There’s no easier punching bag in politics today than undocumented immigrants. They can be blamed for any number of problems—including high health care costs. The Federation for American Immigration Reform (FAIR), for example, insists that “the costs of medical care for immigrants are staggering.”

But a handful of hot-off-the-press reports tell a different story. A just released Congressional Budget Office (CBO) study concludes that while immigrants are indeed “more likely [than American citizens] to rely on emergency rooms or public clinics for health care” the cost of caring for immigrants is much less than alarmists would have you believe.

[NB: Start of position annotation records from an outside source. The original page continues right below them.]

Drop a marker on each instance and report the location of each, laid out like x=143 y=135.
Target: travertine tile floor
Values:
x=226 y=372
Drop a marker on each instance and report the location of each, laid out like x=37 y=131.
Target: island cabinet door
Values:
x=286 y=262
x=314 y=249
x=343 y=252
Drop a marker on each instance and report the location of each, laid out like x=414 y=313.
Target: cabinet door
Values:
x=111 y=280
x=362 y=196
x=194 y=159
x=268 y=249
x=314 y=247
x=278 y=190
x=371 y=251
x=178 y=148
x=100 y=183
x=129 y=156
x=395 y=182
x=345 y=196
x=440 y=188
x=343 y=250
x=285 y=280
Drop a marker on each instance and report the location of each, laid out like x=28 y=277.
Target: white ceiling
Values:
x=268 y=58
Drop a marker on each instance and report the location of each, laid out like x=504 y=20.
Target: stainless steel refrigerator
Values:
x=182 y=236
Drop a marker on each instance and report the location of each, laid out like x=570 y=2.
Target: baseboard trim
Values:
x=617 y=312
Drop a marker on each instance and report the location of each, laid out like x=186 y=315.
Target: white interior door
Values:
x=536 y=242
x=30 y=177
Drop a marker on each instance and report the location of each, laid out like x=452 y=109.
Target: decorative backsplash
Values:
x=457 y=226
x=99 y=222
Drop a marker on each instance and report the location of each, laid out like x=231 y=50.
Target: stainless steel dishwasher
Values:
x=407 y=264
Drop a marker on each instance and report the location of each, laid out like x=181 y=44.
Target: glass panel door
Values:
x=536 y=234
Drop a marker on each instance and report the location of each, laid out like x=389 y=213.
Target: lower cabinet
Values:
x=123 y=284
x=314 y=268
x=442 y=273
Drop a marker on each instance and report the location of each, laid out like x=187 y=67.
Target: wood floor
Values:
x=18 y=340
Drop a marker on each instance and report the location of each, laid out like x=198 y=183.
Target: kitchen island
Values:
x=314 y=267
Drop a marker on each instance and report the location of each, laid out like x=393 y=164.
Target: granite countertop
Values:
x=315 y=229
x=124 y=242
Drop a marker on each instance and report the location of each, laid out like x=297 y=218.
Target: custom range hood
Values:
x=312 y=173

This conclusion clashes with the widespread conception that emergency rooms around the nation are filled to the brim with Mexicans—all on the dime of the American taxpayer. In fact, a November UCLA study showed that “undocumented immigrants from Mexico and other Latin American countries are 50 percent less likely than U.S.-born Latinos to use hospital emergency rooms in California,” the state that incurs the most undocumented immigration-related costs. (The lower rate of hospital use is due to the fact that undocumented immigrants tend to be young and healthy. After all, border-crossing is a rough experience).

Of course, it’s not the rate of health care use that has people worried—it’s the cost of use. But a 2006 RAND study concluded that in 2000, health care for undocumented immigrants between 18 and 64 years old cost taxpayers about $11 per household—roughly the price of a cheeseburger in Manhattan.

Part of the reason the price tag is so low is that our health care
system does only the bare minimum for undocumented immigrants. The CBO
reports that 1986 Medicaid reforms stipulated that immigrants could
receive emergency Medicaid for must-have-care situations like
childbirth. But “emergency Medicaid covers only those services that are
necessary to stabilize a patient; any other services delivered after a
patient is stabilized are not covered.” Undocumented immigrants are
only assured enough health care to make sure they don’t die; so the
costs of emergency Medicaid are very low.